Jan Tore Amundsen

Personal information
- Full name: Jan Tore Thorsø Amundsen
- Date of birth: 12 April 1983 (age 43)
- Place of birth: Kongsvinger, Norway
- Height: 1.70 m (5 ft 7 in)
- Position: Midfielder

Youth career
- Urædd

Senior career*
- Years: Team / Apps / (Gls)
- 2002–2008: Odd Grenland / 90 / (1)
- 2009: Notodden / 16 / (1)
- 2010: FK Tønsberg / 11 / (1)
- 2012: Notodden / 24 / (1)
- 2013–2014: Strømmen / 22 / (0)
- 2015–2018: Ullensaker/Kisa / 57 / (1)

International career
- 2002: Norway U19 / 1 / (0)
- 2005: Norway U21 / 2 / (1)

= Jan Tore Amundsen =

Norwegian footballer (born 1983)

Jan Tore Amundsen (born 12 April 1983 in Kongsvinger) is a Norwegian footballer who most recently played for Ullensaker/Kisa IL.

==Club career==
Jan Tore Amundsen came to Odd Grenland from Urædd before the 2002 season.

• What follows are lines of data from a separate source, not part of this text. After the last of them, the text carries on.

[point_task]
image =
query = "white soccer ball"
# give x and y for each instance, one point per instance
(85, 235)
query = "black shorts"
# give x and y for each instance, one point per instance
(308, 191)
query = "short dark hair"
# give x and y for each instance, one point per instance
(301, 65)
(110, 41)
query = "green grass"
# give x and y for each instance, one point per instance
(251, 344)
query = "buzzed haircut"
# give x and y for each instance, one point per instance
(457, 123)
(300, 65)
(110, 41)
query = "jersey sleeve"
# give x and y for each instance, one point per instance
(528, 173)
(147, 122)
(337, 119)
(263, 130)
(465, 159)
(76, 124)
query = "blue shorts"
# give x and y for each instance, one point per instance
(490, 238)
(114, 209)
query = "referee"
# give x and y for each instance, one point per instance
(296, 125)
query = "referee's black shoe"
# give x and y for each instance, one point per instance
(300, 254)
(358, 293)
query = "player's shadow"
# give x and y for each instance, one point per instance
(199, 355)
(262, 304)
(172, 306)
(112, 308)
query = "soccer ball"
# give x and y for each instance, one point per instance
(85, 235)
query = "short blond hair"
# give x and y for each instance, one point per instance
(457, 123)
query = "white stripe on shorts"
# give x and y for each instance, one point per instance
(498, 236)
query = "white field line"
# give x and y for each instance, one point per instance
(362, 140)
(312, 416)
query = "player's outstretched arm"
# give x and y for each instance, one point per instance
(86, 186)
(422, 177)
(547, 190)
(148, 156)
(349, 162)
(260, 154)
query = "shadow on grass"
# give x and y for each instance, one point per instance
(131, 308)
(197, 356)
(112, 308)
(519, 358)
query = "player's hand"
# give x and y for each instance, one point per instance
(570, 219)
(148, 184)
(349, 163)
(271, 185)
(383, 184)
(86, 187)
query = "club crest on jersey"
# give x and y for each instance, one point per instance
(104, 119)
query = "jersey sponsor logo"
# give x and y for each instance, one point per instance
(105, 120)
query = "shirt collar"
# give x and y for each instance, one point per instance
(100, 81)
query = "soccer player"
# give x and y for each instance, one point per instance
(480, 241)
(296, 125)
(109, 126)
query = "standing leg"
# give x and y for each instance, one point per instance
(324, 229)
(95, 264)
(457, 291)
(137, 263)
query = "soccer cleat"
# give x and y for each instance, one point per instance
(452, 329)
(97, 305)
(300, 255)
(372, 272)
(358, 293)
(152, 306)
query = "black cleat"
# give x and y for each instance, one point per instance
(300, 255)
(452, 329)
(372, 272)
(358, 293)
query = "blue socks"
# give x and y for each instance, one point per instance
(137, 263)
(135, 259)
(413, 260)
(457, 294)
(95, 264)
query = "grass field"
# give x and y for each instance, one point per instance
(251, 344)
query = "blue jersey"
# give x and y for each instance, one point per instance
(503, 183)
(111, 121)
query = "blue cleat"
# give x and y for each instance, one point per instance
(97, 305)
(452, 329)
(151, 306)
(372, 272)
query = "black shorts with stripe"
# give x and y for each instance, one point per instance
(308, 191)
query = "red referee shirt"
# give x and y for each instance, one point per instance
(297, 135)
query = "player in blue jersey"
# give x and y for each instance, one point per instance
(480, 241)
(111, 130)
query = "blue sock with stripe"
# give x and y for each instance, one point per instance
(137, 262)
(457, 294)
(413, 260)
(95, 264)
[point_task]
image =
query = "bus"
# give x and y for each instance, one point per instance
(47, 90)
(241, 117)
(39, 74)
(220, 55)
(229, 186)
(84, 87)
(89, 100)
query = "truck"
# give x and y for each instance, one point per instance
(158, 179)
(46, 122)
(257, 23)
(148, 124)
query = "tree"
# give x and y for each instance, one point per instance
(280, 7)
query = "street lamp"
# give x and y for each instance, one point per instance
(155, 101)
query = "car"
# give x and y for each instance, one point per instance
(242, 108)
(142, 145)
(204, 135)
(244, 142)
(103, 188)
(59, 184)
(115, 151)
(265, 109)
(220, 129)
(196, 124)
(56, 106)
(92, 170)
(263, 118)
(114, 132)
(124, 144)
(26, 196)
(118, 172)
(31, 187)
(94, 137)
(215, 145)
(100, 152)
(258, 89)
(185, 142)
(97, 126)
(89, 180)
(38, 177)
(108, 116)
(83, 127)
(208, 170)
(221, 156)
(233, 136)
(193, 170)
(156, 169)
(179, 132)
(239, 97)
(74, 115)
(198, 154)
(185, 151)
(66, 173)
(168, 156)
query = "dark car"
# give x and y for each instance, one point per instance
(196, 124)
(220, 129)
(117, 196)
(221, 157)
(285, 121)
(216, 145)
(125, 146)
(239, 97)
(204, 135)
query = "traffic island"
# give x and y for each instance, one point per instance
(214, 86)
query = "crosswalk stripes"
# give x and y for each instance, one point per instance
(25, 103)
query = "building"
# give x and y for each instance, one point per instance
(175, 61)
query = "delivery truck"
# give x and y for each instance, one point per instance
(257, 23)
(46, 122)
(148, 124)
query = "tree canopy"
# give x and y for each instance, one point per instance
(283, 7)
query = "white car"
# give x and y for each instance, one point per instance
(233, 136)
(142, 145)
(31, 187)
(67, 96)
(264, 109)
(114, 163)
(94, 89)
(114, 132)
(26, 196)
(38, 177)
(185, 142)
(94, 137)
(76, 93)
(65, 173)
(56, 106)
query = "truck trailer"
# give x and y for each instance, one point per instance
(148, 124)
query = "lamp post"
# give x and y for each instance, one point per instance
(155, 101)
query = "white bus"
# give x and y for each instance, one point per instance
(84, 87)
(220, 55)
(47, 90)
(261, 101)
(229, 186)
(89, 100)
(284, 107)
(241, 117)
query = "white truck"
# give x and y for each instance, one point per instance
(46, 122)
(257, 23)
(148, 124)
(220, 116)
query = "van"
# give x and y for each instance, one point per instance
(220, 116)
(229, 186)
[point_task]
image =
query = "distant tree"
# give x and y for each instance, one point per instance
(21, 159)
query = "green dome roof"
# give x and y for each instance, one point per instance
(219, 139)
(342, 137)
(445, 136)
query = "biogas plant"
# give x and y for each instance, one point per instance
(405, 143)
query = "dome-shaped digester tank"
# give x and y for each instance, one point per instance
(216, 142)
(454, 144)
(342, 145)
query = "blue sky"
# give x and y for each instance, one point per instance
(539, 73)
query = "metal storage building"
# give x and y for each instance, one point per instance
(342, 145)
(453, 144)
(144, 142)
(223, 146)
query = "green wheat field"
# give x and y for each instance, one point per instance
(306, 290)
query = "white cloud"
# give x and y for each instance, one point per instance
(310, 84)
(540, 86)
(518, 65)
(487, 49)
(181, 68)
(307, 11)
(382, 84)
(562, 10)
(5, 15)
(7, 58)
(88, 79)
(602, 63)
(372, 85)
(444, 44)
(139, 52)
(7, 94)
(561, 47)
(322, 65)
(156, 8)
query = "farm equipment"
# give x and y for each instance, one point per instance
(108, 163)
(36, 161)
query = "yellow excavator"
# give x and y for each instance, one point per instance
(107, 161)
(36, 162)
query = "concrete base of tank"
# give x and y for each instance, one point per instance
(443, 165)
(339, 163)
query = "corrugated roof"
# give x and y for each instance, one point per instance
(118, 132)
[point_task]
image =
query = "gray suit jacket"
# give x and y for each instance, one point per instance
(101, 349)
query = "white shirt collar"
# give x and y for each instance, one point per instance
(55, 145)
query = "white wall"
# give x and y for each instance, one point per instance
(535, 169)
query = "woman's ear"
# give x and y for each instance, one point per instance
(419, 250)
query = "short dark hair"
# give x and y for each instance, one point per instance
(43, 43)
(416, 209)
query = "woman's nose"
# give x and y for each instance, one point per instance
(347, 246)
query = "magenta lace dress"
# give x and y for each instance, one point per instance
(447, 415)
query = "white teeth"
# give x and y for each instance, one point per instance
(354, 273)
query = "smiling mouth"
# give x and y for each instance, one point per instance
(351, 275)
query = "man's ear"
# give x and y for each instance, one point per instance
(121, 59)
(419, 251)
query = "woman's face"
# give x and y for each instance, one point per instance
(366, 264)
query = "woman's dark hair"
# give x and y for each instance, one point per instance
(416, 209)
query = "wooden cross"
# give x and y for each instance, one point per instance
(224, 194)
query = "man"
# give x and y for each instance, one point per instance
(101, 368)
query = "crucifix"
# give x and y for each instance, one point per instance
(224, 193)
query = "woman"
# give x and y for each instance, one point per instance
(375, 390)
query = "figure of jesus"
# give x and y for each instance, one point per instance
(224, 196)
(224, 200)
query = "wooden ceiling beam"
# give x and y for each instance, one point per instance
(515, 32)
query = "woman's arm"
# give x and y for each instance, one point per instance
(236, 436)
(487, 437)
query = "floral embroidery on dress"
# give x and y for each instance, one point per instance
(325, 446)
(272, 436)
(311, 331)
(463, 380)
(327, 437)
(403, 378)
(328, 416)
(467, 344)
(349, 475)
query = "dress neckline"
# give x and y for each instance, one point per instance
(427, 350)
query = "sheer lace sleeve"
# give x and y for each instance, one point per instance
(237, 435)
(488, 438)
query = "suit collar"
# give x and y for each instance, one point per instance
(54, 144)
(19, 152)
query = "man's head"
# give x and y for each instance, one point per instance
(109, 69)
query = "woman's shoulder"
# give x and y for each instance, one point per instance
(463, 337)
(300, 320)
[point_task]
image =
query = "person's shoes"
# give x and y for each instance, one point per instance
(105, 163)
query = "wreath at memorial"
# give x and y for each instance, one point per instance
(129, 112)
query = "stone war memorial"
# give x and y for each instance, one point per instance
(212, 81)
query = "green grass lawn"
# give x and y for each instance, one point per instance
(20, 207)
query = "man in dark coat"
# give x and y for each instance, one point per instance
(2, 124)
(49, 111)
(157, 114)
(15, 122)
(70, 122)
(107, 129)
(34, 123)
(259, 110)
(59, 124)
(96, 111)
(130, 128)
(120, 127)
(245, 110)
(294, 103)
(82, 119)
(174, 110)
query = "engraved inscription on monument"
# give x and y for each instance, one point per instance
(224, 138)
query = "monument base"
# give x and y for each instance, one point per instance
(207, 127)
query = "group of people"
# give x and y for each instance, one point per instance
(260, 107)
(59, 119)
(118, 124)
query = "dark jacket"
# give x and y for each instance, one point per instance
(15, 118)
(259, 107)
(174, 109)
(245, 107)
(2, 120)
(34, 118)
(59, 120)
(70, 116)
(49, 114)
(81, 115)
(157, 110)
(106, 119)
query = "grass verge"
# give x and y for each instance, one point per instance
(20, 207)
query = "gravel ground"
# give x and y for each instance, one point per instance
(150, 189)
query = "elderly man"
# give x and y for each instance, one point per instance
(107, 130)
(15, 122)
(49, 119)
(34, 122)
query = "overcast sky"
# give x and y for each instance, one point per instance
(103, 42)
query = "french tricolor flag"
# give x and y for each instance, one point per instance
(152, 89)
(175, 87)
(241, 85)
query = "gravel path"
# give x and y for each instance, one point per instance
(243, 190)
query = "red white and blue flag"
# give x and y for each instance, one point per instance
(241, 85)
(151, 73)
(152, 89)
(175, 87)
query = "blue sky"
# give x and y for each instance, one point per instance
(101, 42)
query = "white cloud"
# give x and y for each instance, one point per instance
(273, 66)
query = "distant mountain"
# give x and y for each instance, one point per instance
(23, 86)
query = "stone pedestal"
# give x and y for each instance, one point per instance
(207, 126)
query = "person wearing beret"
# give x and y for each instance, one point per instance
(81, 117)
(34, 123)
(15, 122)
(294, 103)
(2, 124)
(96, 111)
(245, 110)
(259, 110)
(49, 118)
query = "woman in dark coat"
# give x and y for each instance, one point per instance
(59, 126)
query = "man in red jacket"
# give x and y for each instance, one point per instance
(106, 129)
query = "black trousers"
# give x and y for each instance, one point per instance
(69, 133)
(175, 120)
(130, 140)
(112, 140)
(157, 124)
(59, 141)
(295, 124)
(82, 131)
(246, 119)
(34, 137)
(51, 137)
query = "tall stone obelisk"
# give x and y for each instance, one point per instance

In April 2005 he got his first match for Norway national under-21 football team against Slovakia. In his second match he scored a goal against Belarus after only 6 minutes

His only goal for the team came when he scored against Vålerenga Fotball in 2006.

In 2007, Amundsen got voted the third worst player in Tippeligaen by several Norwegian online newspapers, the worst player and second worst player was Odd Grenland teammates Fernando de Ornelas and Zbyněk Pospěch.

In February 2009, Jan Tore Amundsen signed a contract with Notodden FK and signed than on 16. December 2009 for FK Tønsberg.

After the 2018 season, Amundsen left Ullensaker/Kisa.